U.S. as dominant energy producer
Rice said that the oil and gas industry has the potential to bring unprecedented energy security to the U.S. and the world stage, with the “energy equivalent of adding 10 million barrels a day of clean energy.”
That gives the U.S. the ability to free itself from the “whims of OPEC when they make their cuts” if policymakers allow American energy and LNG to be unleashed.
“It’s a massive opportunity for us and it’s going to be the biggest energy security blanket for Americans and also … help address the energy shortage that the world is in right now,” he said.
Rice said he’s spent much of the year advocating and raising awareness for people to understand U.S. doesn’t have to be beholden to Iran or OPEC.
“We are not the lambs waiting to be sacrificed to weather,” he said. “I mean we are the lions in this and we have a real major league opportunity.
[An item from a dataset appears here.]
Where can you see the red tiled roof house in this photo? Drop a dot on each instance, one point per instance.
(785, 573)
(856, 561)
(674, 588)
We just need some cooperation to help get some pipelines built.”
Natural gas operators are ready to step up and meet the needs of world while also lowering emissions.
Watkins said that U.S. oil and gas has the smallest carbon footprint of any hydrocarbon available to U.S. consumers.
“When I look at where Shell plays in that, we’re the largest producer of oil and gas in the U.S. Gulf of Mexico. When those barrels and molecules hit the shore of Louisiana that is the best hydrocarbons that can be consumed in this country. Full stop,” she said.